The prosecutor noted that the shootings, which started inside a medical building crowded with soldiers preparing to deploy, came the same day Hasan’s unit was at that building. Hasan was assigned to soon join the unit in Afghanistan on a six-month tour.
The last witness to testify for prosecutors had said Hasan told her shortly before the shooting, without prompting, that the Army would “pay” if he was ever sent overseas.
Henricks noted that Hasan targeted soldiers, leaving most civilians unscathed. After Hasan fled the medical building, and civilians outside asked him what was going on, “he tells them it’s a paintball gun. It’s a training exercise.

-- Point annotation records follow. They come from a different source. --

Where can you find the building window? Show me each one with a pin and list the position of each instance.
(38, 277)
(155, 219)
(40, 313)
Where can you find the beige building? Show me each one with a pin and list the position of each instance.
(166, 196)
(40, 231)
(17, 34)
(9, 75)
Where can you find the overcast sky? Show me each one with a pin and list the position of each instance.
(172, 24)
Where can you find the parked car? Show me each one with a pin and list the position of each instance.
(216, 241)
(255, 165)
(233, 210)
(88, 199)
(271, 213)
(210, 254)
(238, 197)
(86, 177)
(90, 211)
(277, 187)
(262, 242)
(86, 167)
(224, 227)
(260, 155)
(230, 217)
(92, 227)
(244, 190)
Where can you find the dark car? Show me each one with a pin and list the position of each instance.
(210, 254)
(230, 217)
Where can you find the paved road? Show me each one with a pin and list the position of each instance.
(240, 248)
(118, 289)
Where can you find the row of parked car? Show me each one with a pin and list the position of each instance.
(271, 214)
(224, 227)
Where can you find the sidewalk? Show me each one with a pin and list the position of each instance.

He’s keeping his wits about him, even after what happened,” Henricks said.
Hasan, an American-born Muslim, has been unapologetic about saying the rampage was necessary to protect Muslim insurgents abroad from American soldiers preparing for combat in Iraq and Afghanistan. But most of his arguments have played out through leaks to the media or directly to the judge, so they couldn’t be considered by the jury.